Le profil de la conjoncture économique en 2001 reflète une activité économique plus soutenue qu’en 2000, bien que le taux de croissance économique demeure inférieur au taux de croissance démographique pour la deuxième année consécutive. Ce redressement serait imputable à un flux d’investissement plus important, au léger repli des cours des produits pétroliers et à un climat socio-politique plus détendu. La hausse des prix des produits alimentaires serait, principalement, à l’origine d’une remontée de l’inflation en 2001.
Le Conseil a noté que la situation des finances publiques demeure préoccupante. En conséquence, il a invité les Etats à intensifier les efforts de consolidation budgétaire, en vue de réduire davantage les déficits publics et d’éliminer totalement les accumulations d’arriérés de paiement intérieurs et extérieurs.
Examinant les perspectives économiques et financières des six Etats membres ayant présenté leur programme pluriannuel actualisé de convergence, de stabilité, de croissance et de solidarité, au titre de la période 2002-2004, le Conseil a rappelé que l’horizon de convergence est fixé à fin décembre 2002. Dans ce cadre, il a insisté sur la nécessité pour les Etats membres de prendre en compte cette contrainte majeure dans la conduite de la politique budgétaire en 2002 afin de réussir l’exercice de convergence. Le Conseil a apprécié favorablement les perspectives d’un redressement de l’activité économique dans l’Union sur la période indiquée et recommandé que des efforts soient encore déployés pour porter le taux de croissance au niveau de 7,0% requis pour réduire la pauvreté. Par ailleurs, il a adopté des Décisions relatives aux programmes pluriannuels de convergence, de stabilité, de croissance et de solidarité, concernant chaque Etat membre.

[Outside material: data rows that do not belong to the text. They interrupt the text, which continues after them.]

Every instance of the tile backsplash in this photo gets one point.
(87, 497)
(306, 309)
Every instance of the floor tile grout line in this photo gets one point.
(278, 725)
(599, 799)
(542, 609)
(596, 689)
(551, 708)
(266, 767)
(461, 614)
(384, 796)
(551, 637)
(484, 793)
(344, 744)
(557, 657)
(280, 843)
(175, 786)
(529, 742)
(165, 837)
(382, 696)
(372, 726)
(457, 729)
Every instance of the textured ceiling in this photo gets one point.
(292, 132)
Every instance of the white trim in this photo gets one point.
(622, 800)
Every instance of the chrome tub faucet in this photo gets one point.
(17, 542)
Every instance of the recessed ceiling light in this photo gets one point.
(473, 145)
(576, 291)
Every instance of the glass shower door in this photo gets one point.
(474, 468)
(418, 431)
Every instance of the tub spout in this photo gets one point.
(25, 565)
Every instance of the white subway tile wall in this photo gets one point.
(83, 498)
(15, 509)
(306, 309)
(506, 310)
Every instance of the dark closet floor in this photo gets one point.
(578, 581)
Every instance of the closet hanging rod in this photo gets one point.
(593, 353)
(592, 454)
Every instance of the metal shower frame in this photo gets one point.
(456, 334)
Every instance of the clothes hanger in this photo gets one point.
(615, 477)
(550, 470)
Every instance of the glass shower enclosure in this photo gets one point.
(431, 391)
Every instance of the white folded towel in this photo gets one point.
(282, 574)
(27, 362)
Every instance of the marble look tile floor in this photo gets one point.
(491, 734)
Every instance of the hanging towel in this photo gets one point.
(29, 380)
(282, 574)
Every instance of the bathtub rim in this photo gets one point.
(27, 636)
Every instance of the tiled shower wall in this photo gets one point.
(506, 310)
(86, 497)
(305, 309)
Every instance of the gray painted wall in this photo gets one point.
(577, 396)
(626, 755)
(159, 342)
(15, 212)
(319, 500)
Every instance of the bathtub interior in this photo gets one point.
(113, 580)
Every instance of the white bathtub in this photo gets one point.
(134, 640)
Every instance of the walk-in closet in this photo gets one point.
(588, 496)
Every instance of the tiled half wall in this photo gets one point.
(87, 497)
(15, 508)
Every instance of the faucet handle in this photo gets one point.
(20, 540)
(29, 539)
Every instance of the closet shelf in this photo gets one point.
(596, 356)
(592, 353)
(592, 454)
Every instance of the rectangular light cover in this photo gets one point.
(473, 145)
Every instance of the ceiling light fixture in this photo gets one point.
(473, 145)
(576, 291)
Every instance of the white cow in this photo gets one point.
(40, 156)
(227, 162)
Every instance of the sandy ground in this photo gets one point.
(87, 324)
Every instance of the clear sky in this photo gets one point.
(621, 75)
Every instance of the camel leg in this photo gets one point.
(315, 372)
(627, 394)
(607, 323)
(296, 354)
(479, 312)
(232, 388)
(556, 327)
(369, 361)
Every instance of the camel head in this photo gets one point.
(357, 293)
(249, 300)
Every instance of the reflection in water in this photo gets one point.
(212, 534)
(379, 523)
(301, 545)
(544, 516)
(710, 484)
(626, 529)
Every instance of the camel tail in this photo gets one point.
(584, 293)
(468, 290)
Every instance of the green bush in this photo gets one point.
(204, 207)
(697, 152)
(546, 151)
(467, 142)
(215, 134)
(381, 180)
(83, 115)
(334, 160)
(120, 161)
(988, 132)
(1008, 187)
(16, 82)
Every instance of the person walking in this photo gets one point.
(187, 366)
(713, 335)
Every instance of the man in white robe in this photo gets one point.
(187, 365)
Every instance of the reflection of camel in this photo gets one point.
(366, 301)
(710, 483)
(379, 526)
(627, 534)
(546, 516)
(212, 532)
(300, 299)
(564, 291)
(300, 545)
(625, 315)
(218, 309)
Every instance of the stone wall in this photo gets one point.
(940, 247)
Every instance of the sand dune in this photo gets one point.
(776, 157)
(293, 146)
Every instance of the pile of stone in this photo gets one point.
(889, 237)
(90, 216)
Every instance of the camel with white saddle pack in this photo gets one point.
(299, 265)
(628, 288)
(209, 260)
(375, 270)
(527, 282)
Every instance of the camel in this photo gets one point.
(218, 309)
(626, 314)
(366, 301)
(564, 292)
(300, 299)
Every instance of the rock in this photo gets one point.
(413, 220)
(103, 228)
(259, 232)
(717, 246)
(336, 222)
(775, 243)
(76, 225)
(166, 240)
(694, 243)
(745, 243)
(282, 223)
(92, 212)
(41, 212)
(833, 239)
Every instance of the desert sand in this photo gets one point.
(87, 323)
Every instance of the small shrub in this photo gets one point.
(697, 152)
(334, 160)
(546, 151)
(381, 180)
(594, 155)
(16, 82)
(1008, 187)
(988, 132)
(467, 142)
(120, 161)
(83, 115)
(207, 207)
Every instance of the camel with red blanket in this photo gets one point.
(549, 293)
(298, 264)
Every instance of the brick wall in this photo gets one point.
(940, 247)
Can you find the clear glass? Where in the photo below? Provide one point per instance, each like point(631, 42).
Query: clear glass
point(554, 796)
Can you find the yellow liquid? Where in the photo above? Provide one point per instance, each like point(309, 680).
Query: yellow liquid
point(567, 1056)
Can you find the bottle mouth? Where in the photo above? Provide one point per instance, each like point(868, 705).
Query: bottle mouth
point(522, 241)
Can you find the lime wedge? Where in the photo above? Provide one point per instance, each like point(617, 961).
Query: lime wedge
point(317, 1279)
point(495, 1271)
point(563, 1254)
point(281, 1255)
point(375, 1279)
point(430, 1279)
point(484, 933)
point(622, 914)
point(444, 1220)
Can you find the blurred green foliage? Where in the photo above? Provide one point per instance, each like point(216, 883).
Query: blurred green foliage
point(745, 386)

Enfin, le Conseil a invité les Etats membres à transmettre à la Commission, dans les délais réglementaires, les programmes pluriannuels de convergence, de stabilité, de croissance et de solidarité. De même, il les a exhortés à poursuivre leurs efforts pour l’amélioration de la qualité des informations statistiques, en vue de favoriser une évaluation pertinente desdits programmes.
En application des dispositions de l’article 7 du Traité du
14 novembre 1973 constituant l’Union Monétaire Ouest Africaine, le Conseil a procédé, conformément au principe de rotation en vigueur, à la désignation du Ministre de l’Economie, des Finances et des Privatisations de la République Togolaise, pour assurer la présidence du Conseil, à compter du 1er janvier 2002, pour une durée de deux ans.
Les Membres du Conseil, très sensibles à l’accueil chaleureux et fraternel qui leur a été réservé, au cours de leur séjour au Sénégal, expriment leur profonde gratitude à son Excellence Abdoulaye WADE, Président de la République du Sénégal, au Gouvernement ainsi qu’au peuple sénégalais.